Ранее этим вечером Уильям ужинал с обоими Масгрейвами, отцом и сыном, с трудом выслушивая их бахвальство. Они с откровенным самодовольством рассказывали о том, как собираются подкупать лэрдов приграничных кланов, какую выгоду те извлекут, если согласятся на участие в заговоре. Все это в равной степени относилось и к Уильяму, и он в конце концов дал себя уговорить поддержать короля Генриха и найти помощников в Шотландии.
Когда Масгрейв обратился к нему и предложил довольно большую сумму, Уильям понял, что просто обязан ради своей королевы и ради себя лично выяснить детали заговора, который явно служил интересам короля Генриха.
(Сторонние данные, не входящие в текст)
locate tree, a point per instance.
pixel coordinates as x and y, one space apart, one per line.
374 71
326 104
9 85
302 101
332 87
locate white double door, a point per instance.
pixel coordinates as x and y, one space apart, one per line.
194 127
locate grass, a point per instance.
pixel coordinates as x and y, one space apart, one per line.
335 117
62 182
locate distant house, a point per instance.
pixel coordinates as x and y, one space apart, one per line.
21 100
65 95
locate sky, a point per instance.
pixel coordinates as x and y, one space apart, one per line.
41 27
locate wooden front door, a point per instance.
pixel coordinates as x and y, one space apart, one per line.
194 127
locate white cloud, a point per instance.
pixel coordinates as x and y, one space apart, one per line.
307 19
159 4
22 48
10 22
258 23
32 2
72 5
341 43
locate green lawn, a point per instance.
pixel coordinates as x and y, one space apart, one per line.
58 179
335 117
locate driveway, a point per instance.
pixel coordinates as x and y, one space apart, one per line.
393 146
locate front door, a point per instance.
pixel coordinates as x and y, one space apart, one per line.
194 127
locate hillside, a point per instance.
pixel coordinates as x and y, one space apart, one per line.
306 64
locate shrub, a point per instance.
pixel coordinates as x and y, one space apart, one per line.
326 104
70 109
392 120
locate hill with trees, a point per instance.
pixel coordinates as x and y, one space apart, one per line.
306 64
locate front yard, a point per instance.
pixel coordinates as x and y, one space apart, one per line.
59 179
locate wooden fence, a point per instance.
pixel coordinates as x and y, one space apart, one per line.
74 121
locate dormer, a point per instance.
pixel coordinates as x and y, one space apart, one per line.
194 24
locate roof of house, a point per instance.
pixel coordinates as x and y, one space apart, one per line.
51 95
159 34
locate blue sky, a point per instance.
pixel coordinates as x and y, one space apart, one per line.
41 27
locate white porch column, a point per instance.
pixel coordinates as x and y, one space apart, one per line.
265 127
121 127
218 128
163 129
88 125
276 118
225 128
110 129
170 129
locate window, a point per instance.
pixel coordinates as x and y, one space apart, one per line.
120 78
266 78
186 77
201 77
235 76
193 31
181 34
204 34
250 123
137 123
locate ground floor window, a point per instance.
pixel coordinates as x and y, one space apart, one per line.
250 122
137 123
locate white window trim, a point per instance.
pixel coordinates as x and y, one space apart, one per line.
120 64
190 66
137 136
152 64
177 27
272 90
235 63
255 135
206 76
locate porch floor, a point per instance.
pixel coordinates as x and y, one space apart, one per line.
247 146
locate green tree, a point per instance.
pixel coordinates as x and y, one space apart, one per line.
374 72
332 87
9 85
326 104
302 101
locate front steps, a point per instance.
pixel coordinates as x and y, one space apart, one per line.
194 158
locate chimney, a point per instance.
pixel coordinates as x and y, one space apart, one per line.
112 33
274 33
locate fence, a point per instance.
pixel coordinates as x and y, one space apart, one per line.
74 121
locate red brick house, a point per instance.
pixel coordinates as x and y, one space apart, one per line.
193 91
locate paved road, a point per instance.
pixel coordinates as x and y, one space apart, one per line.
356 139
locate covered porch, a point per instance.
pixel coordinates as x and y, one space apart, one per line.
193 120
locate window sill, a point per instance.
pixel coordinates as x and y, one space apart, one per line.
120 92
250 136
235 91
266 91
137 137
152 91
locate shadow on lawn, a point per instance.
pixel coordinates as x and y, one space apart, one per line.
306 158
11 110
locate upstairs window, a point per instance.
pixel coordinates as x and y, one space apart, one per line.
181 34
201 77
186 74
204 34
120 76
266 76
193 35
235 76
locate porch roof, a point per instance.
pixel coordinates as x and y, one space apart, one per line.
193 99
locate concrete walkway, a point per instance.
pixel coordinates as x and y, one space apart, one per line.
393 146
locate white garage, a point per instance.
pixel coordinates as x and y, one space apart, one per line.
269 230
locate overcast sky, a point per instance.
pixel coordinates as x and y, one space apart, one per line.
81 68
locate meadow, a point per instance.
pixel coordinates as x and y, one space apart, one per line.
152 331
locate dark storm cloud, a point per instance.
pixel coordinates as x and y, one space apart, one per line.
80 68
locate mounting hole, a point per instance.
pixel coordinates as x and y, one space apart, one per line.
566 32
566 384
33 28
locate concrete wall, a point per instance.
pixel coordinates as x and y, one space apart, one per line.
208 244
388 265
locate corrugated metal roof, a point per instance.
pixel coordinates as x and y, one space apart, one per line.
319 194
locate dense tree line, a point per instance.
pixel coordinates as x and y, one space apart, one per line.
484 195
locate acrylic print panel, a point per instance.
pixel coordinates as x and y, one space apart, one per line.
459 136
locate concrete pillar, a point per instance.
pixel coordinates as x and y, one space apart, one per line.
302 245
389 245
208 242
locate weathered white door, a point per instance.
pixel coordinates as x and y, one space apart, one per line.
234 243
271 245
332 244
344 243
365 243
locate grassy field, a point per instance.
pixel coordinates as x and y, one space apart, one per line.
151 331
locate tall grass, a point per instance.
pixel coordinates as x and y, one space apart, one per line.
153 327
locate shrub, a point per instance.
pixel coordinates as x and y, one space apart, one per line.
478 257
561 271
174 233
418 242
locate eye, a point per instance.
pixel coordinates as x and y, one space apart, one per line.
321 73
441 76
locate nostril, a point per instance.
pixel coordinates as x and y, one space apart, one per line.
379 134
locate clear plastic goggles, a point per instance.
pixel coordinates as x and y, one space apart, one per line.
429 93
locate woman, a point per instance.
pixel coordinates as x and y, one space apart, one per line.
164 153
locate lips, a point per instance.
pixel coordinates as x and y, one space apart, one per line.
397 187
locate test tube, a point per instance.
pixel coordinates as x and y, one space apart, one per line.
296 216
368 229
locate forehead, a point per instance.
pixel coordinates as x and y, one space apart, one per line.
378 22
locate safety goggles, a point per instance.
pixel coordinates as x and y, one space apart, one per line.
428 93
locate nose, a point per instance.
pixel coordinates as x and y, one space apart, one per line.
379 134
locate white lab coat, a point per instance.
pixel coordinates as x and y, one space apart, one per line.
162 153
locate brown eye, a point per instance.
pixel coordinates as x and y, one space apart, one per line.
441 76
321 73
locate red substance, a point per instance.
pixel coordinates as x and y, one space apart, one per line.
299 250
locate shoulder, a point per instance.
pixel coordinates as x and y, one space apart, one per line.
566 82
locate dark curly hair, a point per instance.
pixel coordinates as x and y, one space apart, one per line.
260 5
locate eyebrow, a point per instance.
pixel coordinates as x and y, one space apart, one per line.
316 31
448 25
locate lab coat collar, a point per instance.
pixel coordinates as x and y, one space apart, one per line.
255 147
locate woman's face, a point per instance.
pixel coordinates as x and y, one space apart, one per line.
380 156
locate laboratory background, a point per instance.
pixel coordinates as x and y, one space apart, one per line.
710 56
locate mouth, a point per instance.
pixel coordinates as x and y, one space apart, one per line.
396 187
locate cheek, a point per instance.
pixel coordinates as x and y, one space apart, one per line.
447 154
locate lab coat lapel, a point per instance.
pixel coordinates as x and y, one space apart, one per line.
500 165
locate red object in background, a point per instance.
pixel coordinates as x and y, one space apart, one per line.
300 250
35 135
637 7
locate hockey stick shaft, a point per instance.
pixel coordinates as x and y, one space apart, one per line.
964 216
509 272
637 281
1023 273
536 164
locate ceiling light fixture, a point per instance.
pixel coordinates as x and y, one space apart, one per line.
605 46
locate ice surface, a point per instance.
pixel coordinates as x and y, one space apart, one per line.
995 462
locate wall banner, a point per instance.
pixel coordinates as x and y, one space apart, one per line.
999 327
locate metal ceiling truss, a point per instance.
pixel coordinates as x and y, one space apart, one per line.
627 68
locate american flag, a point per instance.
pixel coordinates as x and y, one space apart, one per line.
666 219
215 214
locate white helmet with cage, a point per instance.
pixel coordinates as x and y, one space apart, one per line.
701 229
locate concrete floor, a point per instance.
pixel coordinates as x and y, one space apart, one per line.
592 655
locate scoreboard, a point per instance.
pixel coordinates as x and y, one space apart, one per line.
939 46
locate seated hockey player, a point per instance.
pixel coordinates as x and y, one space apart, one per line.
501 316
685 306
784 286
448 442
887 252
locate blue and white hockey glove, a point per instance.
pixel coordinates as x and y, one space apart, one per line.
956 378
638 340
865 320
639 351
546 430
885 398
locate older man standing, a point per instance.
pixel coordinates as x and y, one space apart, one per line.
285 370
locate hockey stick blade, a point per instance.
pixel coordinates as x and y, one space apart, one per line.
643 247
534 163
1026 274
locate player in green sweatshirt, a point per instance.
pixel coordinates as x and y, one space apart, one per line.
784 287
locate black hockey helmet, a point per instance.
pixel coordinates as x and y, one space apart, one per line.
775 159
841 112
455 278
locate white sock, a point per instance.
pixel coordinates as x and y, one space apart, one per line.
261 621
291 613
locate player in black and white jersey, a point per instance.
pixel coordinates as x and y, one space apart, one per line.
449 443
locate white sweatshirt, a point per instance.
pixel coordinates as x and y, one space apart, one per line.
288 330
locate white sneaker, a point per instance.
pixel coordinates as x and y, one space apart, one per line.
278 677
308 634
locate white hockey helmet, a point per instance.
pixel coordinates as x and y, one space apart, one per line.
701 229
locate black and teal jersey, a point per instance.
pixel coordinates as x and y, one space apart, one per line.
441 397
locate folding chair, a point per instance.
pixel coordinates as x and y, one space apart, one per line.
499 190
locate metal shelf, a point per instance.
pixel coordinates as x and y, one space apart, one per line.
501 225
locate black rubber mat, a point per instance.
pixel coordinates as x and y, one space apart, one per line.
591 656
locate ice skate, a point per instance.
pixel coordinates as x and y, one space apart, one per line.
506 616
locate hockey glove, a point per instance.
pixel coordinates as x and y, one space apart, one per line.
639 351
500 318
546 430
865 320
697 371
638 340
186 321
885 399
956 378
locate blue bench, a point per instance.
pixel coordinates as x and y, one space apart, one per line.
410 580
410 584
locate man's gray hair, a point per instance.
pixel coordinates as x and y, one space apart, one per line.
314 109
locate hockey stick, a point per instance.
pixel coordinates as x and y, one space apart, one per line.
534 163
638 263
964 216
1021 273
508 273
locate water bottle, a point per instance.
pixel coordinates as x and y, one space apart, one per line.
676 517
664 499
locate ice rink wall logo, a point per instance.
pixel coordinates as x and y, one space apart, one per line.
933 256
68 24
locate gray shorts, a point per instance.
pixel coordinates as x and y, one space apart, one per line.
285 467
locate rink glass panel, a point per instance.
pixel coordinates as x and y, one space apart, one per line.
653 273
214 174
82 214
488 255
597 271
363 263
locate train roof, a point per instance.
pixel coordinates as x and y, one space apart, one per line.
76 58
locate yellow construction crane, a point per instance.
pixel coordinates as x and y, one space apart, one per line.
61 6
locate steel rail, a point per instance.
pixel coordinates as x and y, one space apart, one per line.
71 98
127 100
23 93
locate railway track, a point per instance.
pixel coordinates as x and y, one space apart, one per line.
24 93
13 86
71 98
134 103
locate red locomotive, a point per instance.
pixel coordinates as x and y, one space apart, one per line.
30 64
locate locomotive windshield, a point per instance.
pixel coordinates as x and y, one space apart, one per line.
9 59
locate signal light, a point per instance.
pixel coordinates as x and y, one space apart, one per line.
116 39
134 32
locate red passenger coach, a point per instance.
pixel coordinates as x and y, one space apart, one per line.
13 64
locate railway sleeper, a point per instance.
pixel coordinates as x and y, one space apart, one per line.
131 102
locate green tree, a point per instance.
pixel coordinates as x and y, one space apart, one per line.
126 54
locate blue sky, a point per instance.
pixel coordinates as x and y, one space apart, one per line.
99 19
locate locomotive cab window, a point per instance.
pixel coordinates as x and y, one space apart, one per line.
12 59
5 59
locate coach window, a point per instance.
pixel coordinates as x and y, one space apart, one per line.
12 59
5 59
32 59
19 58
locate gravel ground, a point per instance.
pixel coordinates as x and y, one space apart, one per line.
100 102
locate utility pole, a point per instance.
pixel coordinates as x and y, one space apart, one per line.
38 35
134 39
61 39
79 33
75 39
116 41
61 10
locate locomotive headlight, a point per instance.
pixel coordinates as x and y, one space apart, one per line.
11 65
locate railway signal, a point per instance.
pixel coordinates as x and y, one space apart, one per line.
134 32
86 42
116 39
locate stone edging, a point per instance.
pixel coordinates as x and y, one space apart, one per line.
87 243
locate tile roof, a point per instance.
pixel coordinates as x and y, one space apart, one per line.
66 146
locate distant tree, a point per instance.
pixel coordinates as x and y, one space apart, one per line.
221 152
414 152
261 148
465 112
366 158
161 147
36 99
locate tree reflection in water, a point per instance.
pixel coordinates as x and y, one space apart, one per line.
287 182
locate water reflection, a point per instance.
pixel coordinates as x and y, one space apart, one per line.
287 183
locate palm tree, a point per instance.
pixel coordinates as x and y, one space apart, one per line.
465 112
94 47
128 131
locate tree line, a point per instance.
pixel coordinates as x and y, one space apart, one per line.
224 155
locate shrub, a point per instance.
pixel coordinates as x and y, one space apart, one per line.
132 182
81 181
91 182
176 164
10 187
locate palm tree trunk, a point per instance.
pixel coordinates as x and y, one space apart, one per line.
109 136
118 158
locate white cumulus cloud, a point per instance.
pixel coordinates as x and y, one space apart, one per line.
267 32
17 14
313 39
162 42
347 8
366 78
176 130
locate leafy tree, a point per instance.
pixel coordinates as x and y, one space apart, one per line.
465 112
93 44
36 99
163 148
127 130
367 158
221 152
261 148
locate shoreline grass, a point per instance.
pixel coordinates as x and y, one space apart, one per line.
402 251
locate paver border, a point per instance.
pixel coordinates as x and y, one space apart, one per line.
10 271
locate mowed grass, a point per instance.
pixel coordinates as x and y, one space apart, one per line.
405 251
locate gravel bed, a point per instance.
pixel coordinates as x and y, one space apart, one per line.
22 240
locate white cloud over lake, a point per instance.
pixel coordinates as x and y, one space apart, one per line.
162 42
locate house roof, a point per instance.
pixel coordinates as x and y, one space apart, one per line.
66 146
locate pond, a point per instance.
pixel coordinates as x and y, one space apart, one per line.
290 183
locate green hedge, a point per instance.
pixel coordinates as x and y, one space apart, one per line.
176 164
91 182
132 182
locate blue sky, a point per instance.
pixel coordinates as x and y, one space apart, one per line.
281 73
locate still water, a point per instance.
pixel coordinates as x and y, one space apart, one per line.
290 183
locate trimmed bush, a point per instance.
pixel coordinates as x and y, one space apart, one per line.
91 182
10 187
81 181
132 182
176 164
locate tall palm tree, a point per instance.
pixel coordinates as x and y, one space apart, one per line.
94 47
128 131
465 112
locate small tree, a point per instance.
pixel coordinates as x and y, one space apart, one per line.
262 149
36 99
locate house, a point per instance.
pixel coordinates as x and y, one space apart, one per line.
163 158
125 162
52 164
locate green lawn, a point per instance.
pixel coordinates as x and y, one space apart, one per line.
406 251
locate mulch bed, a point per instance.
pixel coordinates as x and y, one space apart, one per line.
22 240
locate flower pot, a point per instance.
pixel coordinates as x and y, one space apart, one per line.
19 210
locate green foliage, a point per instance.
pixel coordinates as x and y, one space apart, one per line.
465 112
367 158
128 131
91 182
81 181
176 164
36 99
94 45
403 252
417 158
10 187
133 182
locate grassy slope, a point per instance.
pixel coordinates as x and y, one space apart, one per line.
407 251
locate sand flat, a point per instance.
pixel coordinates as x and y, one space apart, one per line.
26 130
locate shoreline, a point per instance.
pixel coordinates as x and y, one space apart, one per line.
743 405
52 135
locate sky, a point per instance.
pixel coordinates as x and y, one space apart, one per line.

Уильям знал, что английский король мечтает о своем полном господстве над Шотландией, возможно, даже готов развязать войну. И сейчас Уиллу было просто необходимо узнать, что затевает Масгрейв.
Уильям повернулся к девушке и ее отцу. Пусть Масгрейв считает его союзником в политических интригах, но, оставаясь человеком чести в собственных глазах, он не станет мириться с тем, чтобы дочь Арчи удерживали в темнице, как опасную преступницу. Конокрадство, как и угон скота, – обычное преступление на границе, и едва ли стоило прибегать к таким суровым мерам.
Нахмурившись, он решительно направился к девушке. Та инстинктивно отступила.
– Не бойся, – тихо проговорил Уильям и взял ее за плечи.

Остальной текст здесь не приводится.